Kilka miesięcy temu media obiegły informacje, że znaczna część wyborców Prawa i Sprawiedliwości ogląda zarówno TVP, jak i Polsat czy TVN, natomiast większość wyborców opozycji zamyka się wyłącznie w ramach TVN. Świadczy to o otwartym umyśle głosujących na PiS i ciasne horyzonty opozycji. Badanie nie podało, jaka jest zależność: czy głupsi oglądający tvn głosują na antypis, czy też oglądanie zaprzyjaźnionych mediów sprzyja obniżeniu poziomu IQ - jednak widać jak na dłoni, że określenie "leming" nie wzięło się z powietrza.
W ostatnich wyborach senackich znacząca część partii - od PO, poprzez SLD aż do Lewicy - umówiło się na niewystawienie kontrkandydatów w poszczególnych okręgach. Spowodowało to postawienie własnego elektoratu w sytuacji, w której lewak musiał zagłosować na, rzekomo odległy ideologicznie, PSL. W normalnej demokracji takie wydymanie wyborcy - na oczach tłumu, i nawet bez wazeliny - wiązałoby się z pogonieniem liderów, gdzie pieprz rośnie, ale Polaczki zachwycone, że Prawo i Sprawiedliwość przegrało. A że przegrało z młodszą o 30 lat wersją Polskiej Zjednoczonej Partii Robotniczej - przewodniej siły narodu - im nie przeszkadza.
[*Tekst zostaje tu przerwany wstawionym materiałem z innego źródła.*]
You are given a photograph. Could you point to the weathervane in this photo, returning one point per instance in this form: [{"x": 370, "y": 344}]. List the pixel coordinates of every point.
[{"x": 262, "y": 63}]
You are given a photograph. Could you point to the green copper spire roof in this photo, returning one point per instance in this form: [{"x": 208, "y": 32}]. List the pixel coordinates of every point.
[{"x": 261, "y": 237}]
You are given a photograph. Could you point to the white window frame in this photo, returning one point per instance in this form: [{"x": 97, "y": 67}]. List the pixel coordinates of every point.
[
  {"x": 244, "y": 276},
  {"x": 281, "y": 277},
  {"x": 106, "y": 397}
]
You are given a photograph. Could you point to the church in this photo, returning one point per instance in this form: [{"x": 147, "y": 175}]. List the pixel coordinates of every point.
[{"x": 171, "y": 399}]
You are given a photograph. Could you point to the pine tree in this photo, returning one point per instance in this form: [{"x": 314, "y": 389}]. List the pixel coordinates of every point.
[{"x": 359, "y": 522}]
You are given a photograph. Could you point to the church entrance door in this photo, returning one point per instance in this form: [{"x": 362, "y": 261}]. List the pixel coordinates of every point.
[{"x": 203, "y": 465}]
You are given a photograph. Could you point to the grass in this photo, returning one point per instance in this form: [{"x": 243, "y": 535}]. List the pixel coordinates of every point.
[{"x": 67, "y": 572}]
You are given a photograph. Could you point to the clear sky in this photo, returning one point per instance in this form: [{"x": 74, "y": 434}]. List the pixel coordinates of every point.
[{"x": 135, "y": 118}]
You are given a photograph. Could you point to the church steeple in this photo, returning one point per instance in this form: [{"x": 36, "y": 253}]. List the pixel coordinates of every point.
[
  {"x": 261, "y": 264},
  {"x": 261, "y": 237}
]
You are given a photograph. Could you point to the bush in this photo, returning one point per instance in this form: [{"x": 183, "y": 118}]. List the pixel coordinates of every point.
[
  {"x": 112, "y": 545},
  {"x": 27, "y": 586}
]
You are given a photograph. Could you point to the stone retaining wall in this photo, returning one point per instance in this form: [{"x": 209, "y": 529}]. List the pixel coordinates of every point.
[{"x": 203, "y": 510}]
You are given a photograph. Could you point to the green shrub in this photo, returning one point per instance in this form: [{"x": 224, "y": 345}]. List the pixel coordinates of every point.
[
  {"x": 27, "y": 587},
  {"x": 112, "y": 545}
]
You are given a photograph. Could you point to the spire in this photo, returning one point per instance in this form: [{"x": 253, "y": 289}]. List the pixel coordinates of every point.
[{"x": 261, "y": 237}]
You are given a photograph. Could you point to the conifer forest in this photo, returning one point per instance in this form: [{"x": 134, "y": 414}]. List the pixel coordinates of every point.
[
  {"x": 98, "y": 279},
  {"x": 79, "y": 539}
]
No to po cholerę w ogóle udawać, że coś się w Polsce zmieniło? Skoro pluralizm polityczny się w Polsce nie przyjął, wróćcie do tego waszego ukochanego PRL i połączie wszystkie partie w jeden wielki antypis.
Wreszcie powiałoby odrobiną uczciwości i rozsądku po stronie opozycji!